Einer äußeren Anregung folgend, hat Artur Schnitzler nun, wie er uns erzählte, dem »Schleier der Beatrice« noch einmal den Stoff zu einer Pantomime entnommen. Jener Kern der Handlung, der schon im Jahre 1892 Stoff einer Pantomime gewesen ist, ist im Grunde genommen auch der wesentliche Inhalt der neuen Pantomime »Der Schleier der Pierrette«. Freilich ist der Entwicklungsweg, den diese Handlung bis zum großen Renaissancedrama geschritten ist, auf die neue Arbeit nicht ohne Einfluß geblieben. Auch die neue Pantomime ist tragischen Ausganges. Arlekino, der Gatte Pierrettens, hat deutliche Züge vom Herzog Bentivoglio übernommen, ebenso Pierrot von Philippo Loschi. Pierrette verläßt das Hochzeitsmahl, um den armen Pierrot ein letztesmal zu sehen und mit ihm zu sterben. Pierrot aber entreißt ihr das Gift, trinkt es allein. Pierrette flüchtet zu Arlekino zurück, der ihr das Geständnis entreißt und sie zwingt, ihn dorthin zu führen, wo sie ihren Schleier verloren hat. Ganz neu ist nun der grotesk-tragische Schluß der Pantomime. Arlekino nimmt fürchterliche Rache an Pierrot (im »Schleier der Beatrice« vollzieht Francesco, Beatricens Bruder, die Rache). Er schleppt den toten Pierrot zum Tisch, setzt ihn auf den Divan und zwingt Pierrette, mit ihrem toten Geliebten und ihm zu pokulieren. Dann läßt er sie mit dem Toten allein, eilt davon, versperrt die Türe hinter sich. Pierrette findet keinen Ausweg. Sie ist allein mit dem Toten und wird wahnsinnig. . . . 

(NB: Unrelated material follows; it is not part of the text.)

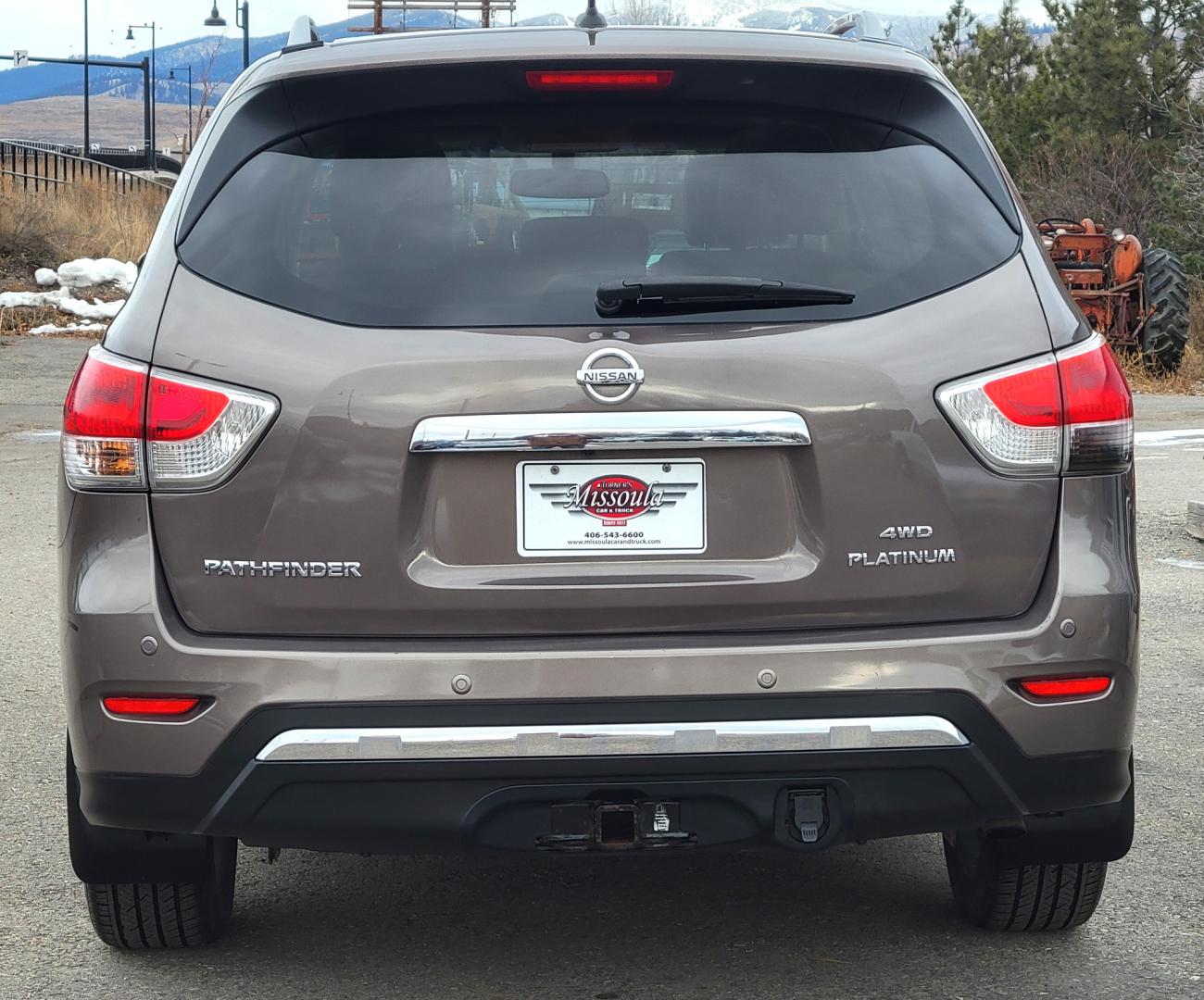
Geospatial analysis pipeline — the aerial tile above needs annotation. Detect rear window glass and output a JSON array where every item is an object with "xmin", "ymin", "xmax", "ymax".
[{"xmin": 181, "ymin": 104, "xmax": 1018, "ymax": 326}]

Schnitzler hat mit seinem künstlerischen Geschmack für diese Pantomime wieder das Altwiener Kostüm gewählt. So wie ihn vor Jahren die seelische Entwicklung und Umgestaltung dieser Figuren in der Tragödie notwendig zur Renaissancezeit führte, führte ihn jetzt die Pantomime mit ihrem Einschlag ins Märchen- und Zauberhafte wieder ins Altwiener Kostüm zurück.
»Der Schleier der Pierrette« hat in seiner Handlung und Wirkung etwas, das an die Gestalten und Begebenheiten der Werke E. T. A. Hoffmanns erinnert. Das Geheimnisvolle und Gruselige, das Wilde und Gespensterhafte ersetzt hier romantisch den Schimmer des Klassischen, der uns in der farbigen, reichen Welt der Tragödie entzückt hat, aus der sie stammt.
Artur Schnitzler erzählt uns, daß die Rolle des Pierrot, in der schaurigen Schlußszene, wo Pierrot als Toter mitspielt, Alexander Girardi gelockt habe und der Künstler den Wunsch ausgesprochen habe, diese Rolle zu spielen.
Man hat in Wien, außer dem »Verlorenen Sohn« und der »Statue des Kommandeurs« (bei der Tewele mitspielte), schon lange keine Pantomime gesehen.
»Der Schleier der Pierrette« ist das Werk eines Wiener Dichters, eines Wiener Komponisten. Vielleicht wird man es auch in Wien zu sehen und zu hören bekommen.